Illinois Governor Throws Support Behind New Gun Control Bill


Illinois Governor Pat Quinn announced on Sunday that he will be supporting the Illinois Public Safety Act, a bill that calls for stronger gun control laws in a state already known for being tough on firearms. If passed into law, the Illinois Public Safety Act—Senate Bill 3659—will ban the possession, sale, purchase, and transport of firearms the state considers to be “assault weapons.” The bill will also outlaw any magazine capable of holding more than 15 rounds and all .50-caliber rifles and cartridges in the state. Those who currently possess these items could keep them, but would not be able to transfer them to anyone other than a family member.
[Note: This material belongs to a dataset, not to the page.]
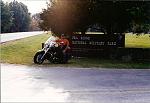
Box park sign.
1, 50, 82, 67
71, 34, 125, 56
Governor Quinn’s vocal show of support came after a spree of shootings in Chicago over the July 4 weekend. According to the Chicago Sun-Times, 13 people were killed and at least 58 wounded in a surge of violence after the national holiday. Quinn himself visited the site of a shooting where a 44-year-old mother was killed and stood alongside surviving family members during the press conference on Sunday.

“The recent epidemic of violence in Chicago is unacceptable and we must join together to fight back,” Quinn said. “Public safety is government’s foremost mission and Illinois should not wait any longer to act. There are too many victims of a war being waged on our streets, a war fueled in part by the availability of deadly, military-style assault weapons that have no purpose other than killing.

“We must work together to protect the lives of those we love and stop what’s happening in our communities. I urge the Illinois General Assembly to take a stand and pass this legislation that will save lives and protect communities.”

Firearm-ownership advocacy groups widely criticize the Illinois Public Safety Act. The NRA previously called the bill a unconstitutional “wish list” for gun control supporters in Illinois.

“This legislation is a comprehensive anti-gun package which echoes the unconstitutional legislation passed in New York and Connecticut last year,” reads a statement on the NRA Institute for Legislative Action’s website. “The laws passed in those states are currently subject to lawsuits due to their significant infringement on Second Amendment rights.”